Bakkavör Group plc
- Company type: Subsidiary
- Industry: Food manufacturing
- Founded: 1986; 40 years ago
- Founders: Ágúst Guðmundsson Lýður Guðmundsson
- Defunct: January 16, 2026; 4 months ago
- Headquarters: London, England, UK
- Number of locations: 43
- Area served: United Kingdom; Spain; France; United States; China (including Hong Kong);
- Key people: Simon Burke (Chairman); Mike Edwards (CEO);
- Products: Ready meals; soups; sauces; prepared fruits and vegetables; salads; desserts; dips; pizzas;
- Revenue: £2,292.7 million (2024)
- Operating income: £113.6 million (2024)
- Net income: £55.7 million (2024)
- Owner: Greencore
- Number of employees: c. 17,450 (2025)
- Divisions: Meals Desserts Pizza & Bread Salads
- Website: www.bakkavor.com

= Bakkavör =

Food manufacturing company

Bakkavör Group plc (originally Bakkavör) was an international food manufacturing company specialising in fresh prepared foods. With its headquarters in London, England, it operated 43 manufacturing sites in the UK, US, and previously China.

Previously listed on the London Stock Exchange (LSE), it was acquired by Greencore in January 2026.

==History==
Bakkavör was founded in 1986 by brothers Ágúst and Lýður Guðmundsson to manufacture and export cod roe to Scandinavia. In 1993, it became the first production company in Iceland to obtain a ISO:9002 certification for quality assurance.

In 1997, three years before it was revealed to have an annual turnover of over 4.5 billion ISK, the firm expanded into Scandinavian and European markets selling cod and lumpfish roe. In addition, it started selling convenience foods, acquiring Katsouris Fresh Foods, Wine & Dine, and Geest.

In early 2003, the company sold its Icelandic components to Fram Foods ehf. and began focusing on the UK market. Having employed over 13,000 people in 2005, Bakkavör was heavily indebted following the 2008 financial crisis, forcing its founders into emergency talks with its bondholders.

After the Guðmundsson brothers reacquired a major stake in Bakkavör from their investment firm Exista in 2009, it was delisted from NASDAQ OMX in Iceland the following year and became a private limited company. Lýður and Ágúst faced fraud charges in Iceland in 2012 relating to their ownership of Exista.

Between 2013 and 2015, it simplified its structure, selling its South African operation and a 40% stake in its Italian business later in the year, along with other operations in Continental Europe. The firm acquired US prepared foods manufacturer B. Robert's Foods in January 2015.

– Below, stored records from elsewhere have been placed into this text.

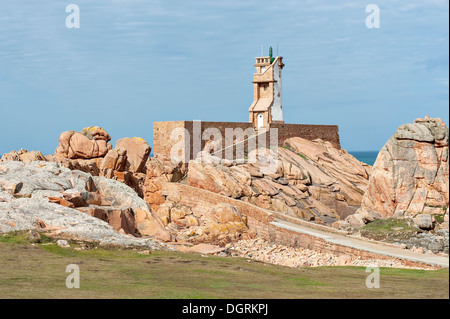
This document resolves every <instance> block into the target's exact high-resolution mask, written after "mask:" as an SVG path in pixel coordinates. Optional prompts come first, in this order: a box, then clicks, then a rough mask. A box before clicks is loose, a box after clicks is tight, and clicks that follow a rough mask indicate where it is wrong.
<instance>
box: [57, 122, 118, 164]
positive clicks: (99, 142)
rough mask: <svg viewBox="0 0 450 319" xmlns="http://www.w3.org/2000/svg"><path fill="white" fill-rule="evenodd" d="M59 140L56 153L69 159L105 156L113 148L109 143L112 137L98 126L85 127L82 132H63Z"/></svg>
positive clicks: (101, 128) (95, 157) (103, 129)
mask: <svg viewBox="0 0 450 319" xmlns="http://www.w3.org/2000/svg"><path fill="white" fill-rule="evenodd" d="M58 140H59V145H58V147H57V148H56V152H55V155H56V156H57V157H63V158H69V159H76V158H81V159H90V158H96V157H103V156H105V155H106V153H108V151H109V150H110V149H111V148H112V146H111V144H110V143H108V142H109V141H110V140H111V137H110V136H109V134H108V133H107V132H106V131H105V130H104V129H102V128H101V127H98V126H91V127H88V128H85V129H83V130H82V131H81V132H75V131H66V132H63V133H62V134H61V135H60V136H59V139H58Z"/></svg>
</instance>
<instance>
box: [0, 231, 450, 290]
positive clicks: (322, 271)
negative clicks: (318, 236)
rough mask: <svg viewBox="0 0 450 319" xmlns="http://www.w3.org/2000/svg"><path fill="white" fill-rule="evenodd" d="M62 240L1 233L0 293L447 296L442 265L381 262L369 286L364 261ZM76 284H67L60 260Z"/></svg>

In January 2016, Bakkavör was acquired by a company controlled by its founders and by funds managed by The Baupost Group, called Bakk AL Holdings Limited, which took possession of approximately 89% of its outstanding shares.

In April 2017, seven months before its IPO on the LSE, it was reported that some supermarkets had to recall the company's hummus due to poor quality control. In 2022, three years after Bakkavör acquired the Leicester-based dessert manufacturer Blueberry Foods, Mike Edwards was appointed to succeed Ágúst Guðmundsson as CEO following his departure.

In April 2025, Greencore announced it would acquire Bakkavör for £1.2 billion, subject to shareholder and regulatory approval. The China business was sold in July 2025 to streamline operations and prepare the business for the Greencore acquisition. As Greencore agreed to divest its sauces and soups site to address competition concerns, it was announced in December 2025 that it had received approval from the UK Competition and Markets Authority to finalize the transaction. The Greencore acquisition of Bakkavör was completed on 16 January 2026, with all sites being rebranded to the Greencore branding.

===Strike in Spalding, Lincolnshire===
On 27 September 2024, more than 400 staff at the Bakkavör factory in Spalding, Lincolnshire, went on a strike in a dispute over pay; Bakkavör said it had offered 7.8% pay rises to its lowest-paid workers and 6.4% to other staff. It said about 35% of the workforce was on strike, with the remaining 800 continuing to work at the site as normal.

In November, the Financial Times reported that the strike action was causing shortages of taramasalata in UK supermarkets, and The Grocer reported that some chilled soups were out of stock.

==Operations==
The company produced a range of meals, salads, desserts, dips, sauces, sandwiches and pizza and bread products. Bakkavör produced over 3,500 product categories to suppliers in the UK, United States and China.